When reading poetry I often have difficulty distinguishing signal from noise. Much of what’s going around now is different variations on this confrontation. There are golden proportions, where poetic signal is accentuated by the noise, shaped by it in ways that clear reception cannot anticipate. Unlike with cooking, these ratios are individual rather than universal. One poet may thrive with higher signal, while another may better divine meaning from the noise they mine.
This is hardly a newsflash: Poets have differing styles, film at eleven. Some poets work the chaos down to the letter, the phoneme and allophone even. Others do better to keep court with general syntax, but break down associations between sentences, lines, stanzas, so on and so forth. Writers flourish under various circumstances, and that’s only half of the equation. There is no accounting for what the reader may glean, to a point. The poet can only hope they’ve cast some new meaning into the world.
Erica Bernheim’s The Mimic Sea splits the difference between signal and noise. It can be equal parts maddening and illuminating, not unlike searching for a radio station between towns on interstates out west; half of one song comes in like crystal, but the next is a chorus of snow.

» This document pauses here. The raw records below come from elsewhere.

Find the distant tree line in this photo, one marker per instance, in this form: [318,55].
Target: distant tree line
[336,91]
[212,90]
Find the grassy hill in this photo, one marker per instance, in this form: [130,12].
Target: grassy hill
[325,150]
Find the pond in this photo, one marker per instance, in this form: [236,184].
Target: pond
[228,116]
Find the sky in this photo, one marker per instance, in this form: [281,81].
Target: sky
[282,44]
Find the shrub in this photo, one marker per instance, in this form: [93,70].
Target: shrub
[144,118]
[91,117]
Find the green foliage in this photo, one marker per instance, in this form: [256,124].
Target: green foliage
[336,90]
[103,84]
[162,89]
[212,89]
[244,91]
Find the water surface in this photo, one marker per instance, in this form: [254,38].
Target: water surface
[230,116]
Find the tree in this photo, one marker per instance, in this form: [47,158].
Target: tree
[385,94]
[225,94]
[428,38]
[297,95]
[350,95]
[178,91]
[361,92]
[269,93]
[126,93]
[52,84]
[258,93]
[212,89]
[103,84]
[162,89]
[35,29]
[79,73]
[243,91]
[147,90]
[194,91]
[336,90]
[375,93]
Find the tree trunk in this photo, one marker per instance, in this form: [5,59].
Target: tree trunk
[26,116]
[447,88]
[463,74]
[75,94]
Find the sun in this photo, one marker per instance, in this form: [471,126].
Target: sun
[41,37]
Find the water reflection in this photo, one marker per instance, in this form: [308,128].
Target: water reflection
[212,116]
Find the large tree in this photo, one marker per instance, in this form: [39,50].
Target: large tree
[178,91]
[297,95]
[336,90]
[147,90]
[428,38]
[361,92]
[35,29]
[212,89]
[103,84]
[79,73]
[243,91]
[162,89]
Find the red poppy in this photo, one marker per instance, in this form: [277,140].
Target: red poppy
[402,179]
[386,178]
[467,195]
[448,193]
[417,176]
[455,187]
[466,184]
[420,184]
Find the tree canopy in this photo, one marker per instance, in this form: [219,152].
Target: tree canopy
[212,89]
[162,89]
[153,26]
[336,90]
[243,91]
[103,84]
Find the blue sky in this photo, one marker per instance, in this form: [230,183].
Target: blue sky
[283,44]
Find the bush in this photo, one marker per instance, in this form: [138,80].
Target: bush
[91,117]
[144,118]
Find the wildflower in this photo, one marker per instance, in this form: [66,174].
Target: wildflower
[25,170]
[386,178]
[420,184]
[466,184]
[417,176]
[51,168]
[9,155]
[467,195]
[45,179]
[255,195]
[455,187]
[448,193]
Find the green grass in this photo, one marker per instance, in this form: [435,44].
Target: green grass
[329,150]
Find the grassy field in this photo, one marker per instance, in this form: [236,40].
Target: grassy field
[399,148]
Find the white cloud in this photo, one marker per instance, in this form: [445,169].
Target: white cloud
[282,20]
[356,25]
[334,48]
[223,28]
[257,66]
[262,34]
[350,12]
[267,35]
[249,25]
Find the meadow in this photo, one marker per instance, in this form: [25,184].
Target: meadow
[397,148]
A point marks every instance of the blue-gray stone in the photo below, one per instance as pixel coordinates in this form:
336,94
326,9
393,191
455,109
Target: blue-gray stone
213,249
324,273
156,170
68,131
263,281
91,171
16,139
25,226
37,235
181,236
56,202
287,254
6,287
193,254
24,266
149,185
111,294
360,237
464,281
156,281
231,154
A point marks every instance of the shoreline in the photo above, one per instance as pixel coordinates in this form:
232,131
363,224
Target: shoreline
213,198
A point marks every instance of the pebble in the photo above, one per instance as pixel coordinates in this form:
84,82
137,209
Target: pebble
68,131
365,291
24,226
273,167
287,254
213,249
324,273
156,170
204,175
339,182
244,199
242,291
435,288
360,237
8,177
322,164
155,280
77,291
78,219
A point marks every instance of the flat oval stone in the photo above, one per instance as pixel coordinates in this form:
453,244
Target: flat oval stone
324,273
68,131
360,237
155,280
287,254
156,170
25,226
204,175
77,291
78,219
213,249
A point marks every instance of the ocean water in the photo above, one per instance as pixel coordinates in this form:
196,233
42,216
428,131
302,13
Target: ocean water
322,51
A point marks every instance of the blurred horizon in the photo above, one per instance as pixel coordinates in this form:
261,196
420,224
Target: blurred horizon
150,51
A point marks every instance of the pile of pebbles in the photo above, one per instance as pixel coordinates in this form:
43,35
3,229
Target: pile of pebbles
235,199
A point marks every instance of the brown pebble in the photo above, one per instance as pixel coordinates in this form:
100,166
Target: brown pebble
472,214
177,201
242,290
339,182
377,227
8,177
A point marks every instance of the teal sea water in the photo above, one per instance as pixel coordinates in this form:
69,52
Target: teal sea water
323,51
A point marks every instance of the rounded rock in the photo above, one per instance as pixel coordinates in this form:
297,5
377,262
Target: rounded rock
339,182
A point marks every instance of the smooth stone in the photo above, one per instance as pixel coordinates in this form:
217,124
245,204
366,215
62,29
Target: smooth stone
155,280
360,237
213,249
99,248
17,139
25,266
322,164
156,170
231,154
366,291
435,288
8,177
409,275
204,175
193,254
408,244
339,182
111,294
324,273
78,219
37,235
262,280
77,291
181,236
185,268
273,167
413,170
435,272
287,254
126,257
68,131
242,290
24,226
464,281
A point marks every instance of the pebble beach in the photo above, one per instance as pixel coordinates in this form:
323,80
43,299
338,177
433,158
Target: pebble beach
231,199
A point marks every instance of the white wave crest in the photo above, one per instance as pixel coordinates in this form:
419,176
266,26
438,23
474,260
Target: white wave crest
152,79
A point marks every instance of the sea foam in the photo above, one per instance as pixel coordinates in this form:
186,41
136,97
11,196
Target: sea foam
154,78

The question then is, for each reader, how much scratched aquarium glass are you willing to stare out of for a hint of something that you connect with.
The Mimic Sea offers no easy out, quite platitudes, or distinct advantages towards survival. Each line is a piece of a puzzle, but who knows how many puzzles there are and how many pieces of each? The pieces still illuminate in their own way. It’s not strictly surreal, things are quite firmly grounded here, but the poems will not define themselves for you. Of the few that come near to proclamation, Car Rolls Off Clay Wade Bailey Bridge opens with:
And what of the driver, trapped between metal
and more metal, metal and water, water and time?
A concrete island, a wish for loosening,
a confrontation with his mother nineteen
years ago, too close to tell anybody, now
bored by tears in this condition of you.
Pulled in straight from the title we associate with the driver of the car plummeting off this bridge, or having plummeted, slowing down into the trap between fundamental elements like metal, water, and time. On stage in near-death, the parade of family members, the past as the future (which opens the book), the boredom of finality all emerge. As a car crash/accident poem there is much to parse but it’s not unpleasant to wind through, as the poem commands, to “imagine yourself”.
Where Bernheim’s sentences and lines are scrutable, the poems as a whole are less so. This is where the breakdown between signal and noise occurs for The Mimic Sea. Don’t mistake this breakdown for failure, as the book flows, surprises, and delights. But platitudes would defeat this book, where elements flash and synapses between words are continuously firing. Though, very often it props the reader at an edge.
The pit of the world
is something you think
you have seen. After learning
to read, we rarely look around
when walking. We are visually
illiterate. Unraveled, unravished,
we will come loose in that air.
The Mimic Sea is primarily constructed of things you think you have seen, shades, echoes, etc. You are left at the pit of the world, a gaping expanse at one side and the whole of the earth on the other. Insight follows befuddlement, learning one skill surpasses the other, picking up shades of life outside the aquarium but at the loss of everything within. It’s a book that itself comes loose, unravelled, but not through the poems. Rather the scope, at once myopic and focused on infinity, confronts the void with the earth. Bernheim strikes up the band between stations, and the melodies may be buried, but the poems are about the search and the discovery, and you’ll be rewarded through both.